As a Highly Educated Person Who Went to Therapy for the First Time at 40 Here Is What Took So Long
Why It Took Forty Years
I have a PhD in cognitive science. I spent my career studying human behavior, decision-making, and the mechanisms of the mind. I did not go to therapy until I was forty-one years old, and I went only because I had a panic attack on a plane and could not explain it with any of the frameworks I had spent decades building. The irony is not lost on me. People who study the brain for a living are not exempt from the ways it can turn against itself. But my training gave me a very effective set of tools for not going to therapy, and I want to name them, because I suspect other highly educated people are using the same tools without knowing it.
Intellectualization as a Moat
The first tool is intellectualization. When you are fluent in the language of psychology, you can explain your emotional states in ways that feel like understanding but function as distance. I could tell you exactly why I had a complicated relationship with my father, trace it through attachment theory, name the specific interactional patterns, and describe the likely neurobiological correlates. What I could not do was feel it without flinching. Therapy is not primarily an intellectual exercise. That was the thing I had wrong. I assumed I could read my way to the same outcomes — and I had read a great deal. But reading about grief and sitting with grief in the presence of another person who is not afraid of it are different activities. The first is information acquisition. The second is something else that I still do not have clean language for.
The Competence Trap
The second tool is a belief, usually unexamined, that needing help is incompatible with being capable. For people whose identity is built around expertise and analytical rigor, therapy carries an implicit suggestion that your own reasoning has not been sufficient — which is both true and very uncomfortable. A study conducted at Yale's School of Public Health found that among professionals with graduate degrees, the most commonly cited barrier to seeking mental health treatment was not cost or access but perceived self-sufficiency: the belief that they should be able to handle psychological distress through their own resources. This belief was stronger among people in helping professions and research fields. I recognized myself immediately in that finding, which I read after I had already started therapy, naturally.
What the Plane Forced
The panic attack was efficient in a way that years of intellectual avoidance were not. It bypassed all my frameworks. My body did something my mind had not authorized, in a context I associated with competence and control, in front of other people. I could not explain it away. I could not metabolize it with reading. My first therapist was someone who did not seem particularly impressed by my credentials, which was exactly what I needed. She was not hostile about it — just genuinely uninterested in the academic scaffolding I kept trying to build. She kept redirecting to what I actually felt, in my body, right now. It was maddening for several sessions and then it was not.

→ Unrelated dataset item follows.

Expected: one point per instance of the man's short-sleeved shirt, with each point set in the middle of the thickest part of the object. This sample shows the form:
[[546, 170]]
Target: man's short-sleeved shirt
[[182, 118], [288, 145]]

The Specific Things I Had to Learn
I had to learn that crying in front of someone is not the same as losing control. I had to learn that articulating a feeling and experiencing a feeling are not the same process. I had to learn that my considerable skill at anticipating and managing other people's emotional states had been, for most of my life, a way of staying one step ahead of my own. A tangent that came up in therapy and has stayed with me: I had believed that my preference for intellectual connection over emotional intimacy was simply a personality trait — something innate, like handedness. It turned out to be a learned preference, developed in a household where emotional expression was implicitly associated with weakness. Recognizing it as learned meant recognizing it as changeable.
What Took So Long
The honest answer is that nothing in my education or professional training ever made space for the possibility that I might need something I could not provide for myself. The culture of academic and professional achievement is not built to accommodate that. Asking for help in those environments is frequently treated as evidence of inadequacy rather than intelligence. Research from the American Psychological Association on help-seeking across educational levels shows that the correlation between education and therapy access is positive but that the correlation between advanced degree completion and perceived need for therapy is actually negative. More education, in other words, correlates with more resistance to the idea that you might need help. I do not know what would have gotten me there sooner. Probably nothing short of what actually happened.